ORFEO
I MOSTRI - Italia - Bianco e nero - Anno: 1963 -
Regia: Dino Risi – Sogg.: Age, Scarpelli, Petri –
Scenegg.: Scola, Maccari – Foto: Alfio Contini –
Mont.: Maurizio Lucidi – Scenogr.: Ugo Pericoli -
Interpreti: Ugo Tognazzi, Vittorio Gassman -
Distr.ne: Incei Film
Una serie di “sketches”, articolati in altrettanti episodi (salvo errore, una ventina circa) alcuni brevissimi, altri di maggior respiro, nei quali si esplica la vena satirica, facile e superficiale, e non di rado apertamente volgare, ma spesso funzionante e azzeccata, di scenaristi come Age, Scarpelli, Scola e Maccari, che nel cinema comico e nel giornale umoristico ci sono nati e cresciuti. Sovente a lavorare sui copioni di lunghezza ordinaria, mostrano la corda, e, per dirla nel romanesco d’ordinanza del cinema farsesco italiano, “gli viene il fiatone”. Qui sono salvati proprio dalla brevità dei vari episodi. Uno via l’altro, tutti costruiti su misura per il talentaccio parodistico di Gassman e di Tognazzi. Risi, del resto, non è nuovo a imprese del genere. Si ricorderà quel suo “Il mattatore” (costruito, di nuovo, su misura per Gassman) dove la volgarità del tono e la facilità del meccanismo era spesso riscattata dall’indubbio scatto comico delle trovate.
Insomma, un film satirico “all’italiana”. E cioè grassoccio, comodamente filisteo, superficialmente scettico e qualunquista.
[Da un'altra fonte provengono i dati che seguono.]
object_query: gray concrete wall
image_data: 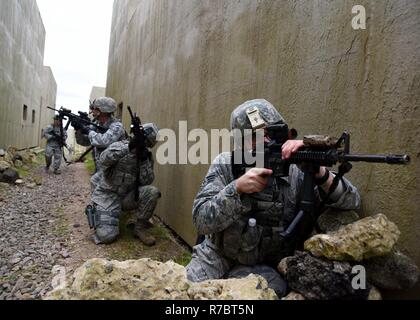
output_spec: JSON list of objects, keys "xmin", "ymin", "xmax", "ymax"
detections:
[
  {"xmin": 0, "ymin": 0, "xmax": 53, "ymax": 150},
  {"xmin": 90, "ymin": 86, "xmax": 106, "ymax": 101},
  {"xmin": 38, "ymin": 66, "xmax": 57, "ymax": 149},
  {"xmin": 106, "ymin": 0, "xmax": 420, "ymax": 297}
]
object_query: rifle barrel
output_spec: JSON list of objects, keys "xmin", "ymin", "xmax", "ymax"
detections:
[{"xmin": 344, "ymin": 154, "xmax": 410, "ymax": 164}]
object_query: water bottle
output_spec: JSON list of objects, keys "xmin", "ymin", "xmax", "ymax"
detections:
[{"xmin": 238, "ymin": 218, "xmax": 260, "ymax": 266}]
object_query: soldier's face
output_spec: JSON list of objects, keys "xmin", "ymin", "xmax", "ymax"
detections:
[
  {"xmin": 92, "ymin": 108, "xmax": 101, "ymax": 118},
  {"xmin": 53, "ymin": 119, "xmax": 60, "ymax": 126},
  {"xmin": 246, "ymin": 129, "xmax": 270, "ymax": 150}
]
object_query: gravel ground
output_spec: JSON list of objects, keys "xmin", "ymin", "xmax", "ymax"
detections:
[
  {"xmin": 0, "ymin": 164, "xmax": 86, "ymax": 300},
  {"xmin": 0, "ymin": 159, "xmax": 192, "ymax": 300}
]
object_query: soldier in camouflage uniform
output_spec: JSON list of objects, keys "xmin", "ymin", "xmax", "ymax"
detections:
[
  {"xmin": 73, "ymin": 97, "xmax": 126, "ymax": 179},
  {"xmin": 185, "ymin": 99, "xmax": 361, "ymax": 297},
  {"xmin": 42, "ymin": 116, "xmax": 67, "ymax": 175},
  {"xmin": 90, "ymin": 123, "xmax": 161, "ymax": 245},
  {"xmin": 72, "ymin": 97, "xmax": 125, "ymax": 244}
]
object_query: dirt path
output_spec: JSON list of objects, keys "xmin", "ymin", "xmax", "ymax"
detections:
[
  {"xmin": 0, "ymin": 159, "xmax": 191, "ymax": 300},
  {"xmin": 64, "ymin": 162, "xmax": 192, "ymax": 273}
]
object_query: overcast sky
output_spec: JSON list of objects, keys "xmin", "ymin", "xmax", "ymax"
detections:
[{"xmin": 36, "ymin": 0, "xmax": 114, "ymax": 113}]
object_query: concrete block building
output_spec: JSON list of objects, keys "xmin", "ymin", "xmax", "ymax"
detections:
[{"xmin": 0, "ymin": 0, "xmax": 56, "ymax": 150}]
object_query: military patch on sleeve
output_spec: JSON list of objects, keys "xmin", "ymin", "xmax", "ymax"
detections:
[{"xmin": 205, "ymin": 173, "xmax": 217, "ymax": 184}]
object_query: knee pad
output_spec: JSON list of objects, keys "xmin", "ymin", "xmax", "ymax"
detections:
[{"xmin": 94, "ymin": 210, "xmax": 120, "ymax": 244}]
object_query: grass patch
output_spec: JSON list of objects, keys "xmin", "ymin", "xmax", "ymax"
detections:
[
  {"xmin": 174, "ymin": 251, "xmax": 192, "ymax": 267},
  {"xmin": 16, "ymin": 152, "xmax": 45, "ymax": 178},
  {"xmin": 84, "ymin": 152, "xmax": 96, "ymax": 175},
  {"xmin": 105, "ymin": 212, "xmax": 140, "ymax": 261},
  {"xmin": 16, "ymin": 167, "xmax": 31, "ymax": 178},
  {"xmin": 149, "ymin": 225, "xmax": 170, "ymax": 241}
]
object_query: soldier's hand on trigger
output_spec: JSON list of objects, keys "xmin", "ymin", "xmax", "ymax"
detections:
[
  {"xmin": 71, "ymin": 119, "xmax": 82, "ymax": 131},
  {"xmin": 281, "ymin": 140, "xmax": 305, "ymax": 160},
  {"xmin": 236, "ymin": 168, "xmax": 273, "ymax": 194}
]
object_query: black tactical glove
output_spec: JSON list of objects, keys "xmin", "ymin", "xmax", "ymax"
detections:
[
  {"xmin": 80, "ymin": 124, "xmax": 92, "ymax": 135},
  {"xmin": 71, "ymin": 120, "xmax": 82, "ymax": 131}
]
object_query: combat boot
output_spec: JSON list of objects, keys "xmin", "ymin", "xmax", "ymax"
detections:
[
  {"xmin": 54, "ymin": 169, "xmax": 61, "ymax": 175},
  {"xmin": 133, "ymin": 220, "xmax": 156, "ymax": 246}
]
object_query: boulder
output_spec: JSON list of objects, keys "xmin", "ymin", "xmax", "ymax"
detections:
[
  {"xmin": 188, "ymin": 276, "xmax": 277, "ymax": 300},
  {"xmin": 0, "ymin": 149, "xmax": 5, "ymax": 156},
  {"xmin": 0, "ymin": 160, "xmax": 10, "ymax": 172},
  {"xmin": 26, "ymin": 183, "xmax": 37, "ymax": 189},
  {"xmin": 364, "ymin": 249, "xmax": 419, "ymax": 290},
  {"xmin": 281, "ymin": 291, "xmax": 306, "ymax": 300},
  {"xmin": 304, "ymin": 214, "xmax": 400, "ymax": 261},
  {"xmin": 368, "ymin": 286, "xmax": 382, "ymax": 300},
  {"xmin": 3, "ymin": 151, "xmax": 14, "ymax": 165},
  {"xmin": 14, "ymin": 160, "xmax": 23, "ymax": 168},
  {"xmin": 282, "ymin": 251, "xmax": 370, "ymax": 300},
  {"xmin": 0, "ymin": 168, "xmax": 19, "ymax": 184},
  {"xmin": 17, "ymin": 150, "xmax": 37, "ymax": 164},
  {"xmin": 44, "ymin": 258, "xmax": 277, "ymax": 300},
  {"xmin": 13, "ymin": 154, "xmax": 23, "ymax": 163},
  {"xmin": 33, "ymin": 176, "xmax": 43, "ymax": 186},
  {"xmin": 277, "ymin": 257, "xmax": 289, "ymax": 276},
  {"xmin": 317, "ymin": 209, "xmax": 360, "ymax": 233}
]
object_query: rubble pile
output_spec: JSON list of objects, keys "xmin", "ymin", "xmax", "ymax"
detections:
[
  {"xmin": 0, "ymin": 148, "xmax": 38, "ymax": 184},
  {"xmin": 279, "ymin": 210, "xmax": 419, "ymax": 300}
]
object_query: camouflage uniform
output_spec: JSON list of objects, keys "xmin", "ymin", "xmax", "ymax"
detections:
[
  {"xmin": 43, "ymin": 124, "xmax": 67, "ymax": 172},
  {"xmin": 75, "ymin": 117, "xmax": 125, "ymax": 165},
  {"xmin": 91, "ymin": 140, "xmax": 161, "ymax": 244},
  {"xmin": 74, "ymin": 97, "xmax": 126, "ymax": 190},
  {"xmin": 186, "ymin": 99, "xmax": 361, "ymax": 297}
]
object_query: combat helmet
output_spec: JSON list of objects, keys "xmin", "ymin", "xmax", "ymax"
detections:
[
  {"xmin": 91, "ymin": 97, "xmax": 117, "ymax": 114},
  {"xmin": 230, "ymin": 99, "xmax": 285, "ymax": 132},
  {"xmin": 143, "ymin": 123, "xmax": 159, "ymax": 148}
]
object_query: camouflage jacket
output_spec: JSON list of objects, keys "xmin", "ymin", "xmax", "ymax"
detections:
[
  {"xmin": 76, "ymin": 117, "xmax": 125, "ymax": 162},
  {"xmin": 95, "ymin": 141, "xmax": 155, "ymax": 197},
  {"xmin": 192, "ymin": 152, "xmax": 361, "ymax": 264},
  {"xmin": 43, "ymin": 125, "xmax": 67, "ymax": 148}
]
Ma con molti episodietti azzeccati, ed altri che sono brevi barzellette (quando non aperti luoghi comuni) sceneggiate.
Ecco, ad esempio, Gassman nei panni del grande gigione che, fra un atto e l’altro di “Otello”, in camerino “brucia” l’attore guitto e jellato che gli ha chiesto una raccomandazione e trova il tempo per fare una pipa al capo della “claque” che sbaglia gli applausi: eccolo ancora sotto la toga dell’avocatone penalista svergognare il povero testimone oculare, non immacolato ma sincero, di un celebre delitto, eccolo vestito da donna, letterata querula e toscanamente autoritaria, che fa vincere un premio letterario ad un giovanotto praticamente analfabeta ma vigorosamente primordiale; eccolo nei panni dell’amante abilissimo nello “scaricare” l’amica, persuadendola che è lei a volerlo lasciare. Oppure ecco Tognazzi, ministro devoto ma abilmente dilazionatore quando si tratta di intervenire per tacitare uno scandalo edilizio; oppure soldatino impacciato ma scaltro che vuole vendere ad un giornale per tre milioni e mezzo il diario della sorella, una “squillo” assassinata. E via dicendo.
Un collage di “siparietti”, molti dei quali portano in sé le stigmate e il tono di quel grande avanspettacolo che è il cinema farsesco di casa nostra.